Luke: "How do you know when you've done good with a film?"

Sheri: "It's an intangible feeling you get when you see it. You experience the right emotions. If it's a comedy, you are laughing. If it is supposed to be sad, you're crying. Watching something that keeps your interest and moves you in whatever direction..."

Luke: "Have you been surprised, while pitching projects, that there are certain themes people won't consider?"

Sheri: "Not anymore. This is such a niche universe. If you've got a good idea, you can find someone. There's an outlet for any idea I'd be willing to sign my name to. The one thing that has historically been difficult to sell to any outlet has been a period piece. I'm not surprised [because of the expense].

"That question would've been more relevant in the mid-eighties when I moved to LA. I was doing issues on the Donahue show that nobody would touch as TV movies. But gradually that changed. Daytime television was ahead of primetime television."

Luke: "What do you love and what do you hate about this industry?"

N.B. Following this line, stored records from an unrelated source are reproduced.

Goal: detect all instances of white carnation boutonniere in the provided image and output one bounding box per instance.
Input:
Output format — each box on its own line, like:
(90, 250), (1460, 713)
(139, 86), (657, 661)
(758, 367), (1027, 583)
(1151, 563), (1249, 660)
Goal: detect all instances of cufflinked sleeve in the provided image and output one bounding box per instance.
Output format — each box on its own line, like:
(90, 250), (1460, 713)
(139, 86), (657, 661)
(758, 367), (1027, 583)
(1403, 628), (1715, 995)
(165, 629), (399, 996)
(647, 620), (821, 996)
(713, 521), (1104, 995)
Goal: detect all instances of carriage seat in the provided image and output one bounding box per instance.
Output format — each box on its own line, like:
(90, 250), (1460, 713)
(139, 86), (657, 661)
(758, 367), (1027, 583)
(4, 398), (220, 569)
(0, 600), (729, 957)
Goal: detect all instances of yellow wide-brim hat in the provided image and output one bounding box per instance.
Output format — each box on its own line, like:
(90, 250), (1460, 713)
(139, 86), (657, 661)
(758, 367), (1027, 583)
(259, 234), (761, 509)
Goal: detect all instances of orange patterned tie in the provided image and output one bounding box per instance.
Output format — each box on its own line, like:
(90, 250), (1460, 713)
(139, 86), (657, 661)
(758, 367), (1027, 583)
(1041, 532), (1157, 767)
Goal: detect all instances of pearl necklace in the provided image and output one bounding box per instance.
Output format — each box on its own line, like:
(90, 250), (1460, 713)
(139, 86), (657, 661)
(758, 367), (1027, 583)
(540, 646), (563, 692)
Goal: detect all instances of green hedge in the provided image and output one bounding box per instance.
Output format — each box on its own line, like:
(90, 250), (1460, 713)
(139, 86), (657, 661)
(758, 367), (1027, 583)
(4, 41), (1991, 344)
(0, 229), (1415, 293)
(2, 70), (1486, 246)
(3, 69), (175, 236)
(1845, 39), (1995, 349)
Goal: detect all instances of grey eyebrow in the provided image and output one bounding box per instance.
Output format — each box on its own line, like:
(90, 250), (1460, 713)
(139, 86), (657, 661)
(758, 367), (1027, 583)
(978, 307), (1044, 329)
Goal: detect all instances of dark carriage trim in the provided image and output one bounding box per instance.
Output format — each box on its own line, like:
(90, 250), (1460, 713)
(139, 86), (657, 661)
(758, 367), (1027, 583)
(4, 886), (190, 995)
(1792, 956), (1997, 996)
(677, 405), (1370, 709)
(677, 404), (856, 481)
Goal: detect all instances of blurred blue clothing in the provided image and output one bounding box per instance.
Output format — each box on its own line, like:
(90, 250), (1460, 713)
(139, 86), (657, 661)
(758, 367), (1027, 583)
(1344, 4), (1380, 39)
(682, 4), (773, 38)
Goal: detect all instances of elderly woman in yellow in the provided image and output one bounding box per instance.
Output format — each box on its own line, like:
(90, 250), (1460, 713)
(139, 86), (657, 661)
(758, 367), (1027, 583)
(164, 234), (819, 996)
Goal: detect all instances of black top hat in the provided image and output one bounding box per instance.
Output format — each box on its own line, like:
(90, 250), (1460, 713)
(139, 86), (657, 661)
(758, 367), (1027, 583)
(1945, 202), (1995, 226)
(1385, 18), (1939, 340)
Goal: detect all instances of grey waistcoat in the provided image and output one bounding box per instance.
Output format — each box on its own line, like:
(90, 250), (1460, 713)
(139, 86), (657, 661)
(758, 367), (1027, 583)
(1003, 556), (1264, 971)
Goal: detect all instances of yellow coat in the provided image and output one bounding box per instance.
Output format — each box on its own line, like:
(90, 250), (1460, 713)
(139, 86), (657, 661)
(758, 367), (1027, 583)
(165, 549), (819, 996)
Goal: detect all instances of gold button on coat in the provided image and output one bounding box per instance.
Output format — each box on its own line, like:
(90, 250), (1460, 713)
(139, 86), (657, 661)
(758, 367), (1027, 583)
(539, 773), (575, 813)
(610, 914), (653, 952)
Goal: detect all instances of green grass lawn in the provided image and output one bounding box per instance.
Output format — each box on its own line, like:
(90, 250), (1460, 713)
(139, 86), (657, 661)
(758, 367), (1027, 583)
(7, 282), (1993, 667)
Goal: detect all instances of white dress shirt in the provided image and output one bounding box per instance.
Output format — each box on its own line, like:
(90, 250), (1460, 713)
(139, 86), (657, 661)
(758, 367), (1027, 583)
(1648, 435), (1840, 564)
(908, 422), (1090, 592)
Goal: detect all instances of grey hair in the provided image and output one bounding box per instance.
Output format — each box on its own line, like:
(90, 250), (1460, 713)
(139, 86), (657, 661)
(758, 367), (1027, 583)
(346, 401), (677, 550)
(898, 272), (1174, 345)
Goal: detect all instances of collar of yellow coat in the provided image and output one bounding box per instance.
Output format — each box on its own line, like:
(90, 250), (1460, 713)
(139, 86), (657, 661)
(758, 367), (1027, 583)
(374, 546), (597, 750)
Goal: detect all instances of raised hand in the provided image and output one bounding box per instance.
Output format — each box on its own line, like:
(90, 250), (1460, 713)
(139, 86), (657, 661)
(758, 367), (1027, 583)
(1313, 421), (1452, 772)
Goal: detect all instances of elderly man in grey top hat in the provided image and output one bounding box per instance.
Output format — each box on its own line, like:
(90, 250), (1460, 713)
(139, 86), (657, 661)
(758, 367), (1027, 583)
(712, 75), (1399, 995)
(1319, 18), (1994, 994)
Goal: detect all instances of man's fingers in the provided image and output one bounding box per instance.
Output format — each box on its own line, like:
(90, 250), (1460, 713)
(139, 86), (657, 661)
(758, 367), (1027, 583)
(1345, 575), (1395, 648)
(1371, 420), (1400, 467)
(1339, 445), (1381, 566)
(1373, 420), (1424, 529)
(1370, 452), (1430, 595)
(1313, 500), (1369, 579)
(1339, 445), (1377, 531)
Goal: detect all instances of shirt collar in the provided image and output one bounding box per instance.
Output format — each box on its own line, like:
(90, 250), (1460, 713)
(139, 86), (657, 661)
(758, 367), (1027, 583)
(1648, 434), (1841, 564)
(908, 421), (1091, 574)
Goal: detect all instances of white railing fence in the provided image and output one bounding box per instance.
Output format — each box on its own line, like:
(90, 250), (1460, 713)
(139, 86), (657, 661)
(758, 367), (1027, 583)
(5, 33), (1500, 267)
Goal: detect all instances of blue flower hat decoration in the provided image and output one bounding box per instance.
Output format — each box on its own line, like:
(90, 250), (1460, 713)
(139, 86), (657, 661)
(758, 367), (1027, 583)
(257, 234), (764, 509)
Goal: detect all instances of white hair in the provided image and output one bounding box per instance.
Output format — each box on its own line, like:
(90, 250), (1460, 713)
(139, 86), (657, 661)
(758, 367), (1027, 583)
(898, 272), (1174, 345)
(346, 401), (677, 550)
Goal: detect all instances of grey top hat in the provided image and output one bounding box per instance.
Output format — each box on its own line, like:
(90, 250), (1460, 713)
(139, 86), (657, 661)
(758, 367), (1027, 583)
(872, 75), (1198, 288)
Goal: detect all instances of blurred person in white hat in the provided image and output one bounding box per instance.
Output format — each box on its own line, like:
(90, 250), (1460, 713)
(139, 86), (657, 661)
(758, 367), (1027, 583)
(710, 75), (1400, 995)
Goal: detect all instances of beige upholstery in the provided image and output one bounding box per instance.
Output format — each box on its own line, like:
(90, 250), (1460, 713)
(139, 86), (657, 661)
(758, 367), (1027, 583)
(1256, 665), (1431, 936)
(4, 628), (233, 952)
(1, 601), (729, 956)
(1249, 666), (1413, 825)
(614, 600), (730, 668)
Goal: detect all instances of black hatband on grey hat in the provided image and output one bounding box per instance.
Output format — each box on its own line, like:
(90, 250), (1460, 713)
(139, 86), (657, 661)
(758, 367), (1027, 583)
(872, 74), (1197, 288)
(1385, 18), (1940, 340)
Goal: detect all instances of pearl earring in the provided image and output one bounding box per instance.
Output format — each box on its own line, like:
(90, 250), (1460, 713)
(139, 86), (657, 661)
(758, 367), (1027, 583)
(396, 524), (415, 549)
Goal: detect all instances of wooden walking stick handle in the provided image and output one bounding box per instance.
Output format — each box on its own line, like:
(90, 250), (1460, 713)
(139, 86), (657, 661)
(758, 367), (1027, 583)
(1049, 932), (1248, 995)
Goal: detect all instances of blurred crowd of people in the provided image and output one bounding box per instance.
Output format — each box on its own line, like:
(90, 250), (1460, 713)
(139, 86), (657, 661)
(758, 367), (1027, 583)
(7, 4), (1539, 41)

Sheri: "I hate the unstable nature and the insincerity of some of the people in it. I'm an adrenaline junkie and I love the highs of making television. I like that it is not repetitive and boring. After a certain number of years, you have some control over the people you work with, if you're not in a corporate environment. While there are some scary people, there are some interesting, vital and vibrant people."

Luke: "How long have you been married?"

Sheri: "This is my second marriage and I've been married for seven-and-a-half years. I have two children (16 and 14 years of age) and Steve has two."

Luke: "How has being a parent effected you as a producer?"

Sheri: "Until I started producing movies for the Disney channel, they didn't know my work existed. Since then, I've had them come to the set of almost everything I've produced for the Disney channel. They and their friends watch the movies over and over again. It was a much more congruent marriage of the two halves of my life."

Luke: "What's it going to be like for you to leave the industry? How much of you has been invested in making movies?"

Sheri: "A lot. In the end, it will be better to work in a profession I like than not to work in one that I love."

Luke: "How have you kept your moral compass on due north in this turbulent industry?"

Sheri: "I'm a Midwest girl. I don't have Hollywood values. I try hard to keep my kids from having them. I've never changed who I am."

Luke: "Would you encourage or discourage your children from getting into the industry?"

Sheri: "Totally discourage. It's an insecure unstable business and it is often not about your talent, but about who you know."

Luke: "Have you worked on any movies that have changed you?"

Sheri: "I think I've worked on more Donahue shows that have changed me than movies."

Luke: "Would you rather your children grew up to be addicted to cigarettes or to television?"

Sheri: "Television. My kids are not allowed to watch television during the week."

Luke: "Does it bother you the amount of television the average American watches?"

Sheri:: "No. I'm more bothered by violent video games and repetitive escapist computer games."

Luke: "What sort of things tick you off about TV programming?"

Sheri: "Jackass. Things that kids are susceptible to and give them ideas."

Luke: "What about the plethora of humiliating reality programming?"

Sheri: "I hate that too. I don't even like where some of the talkshows go."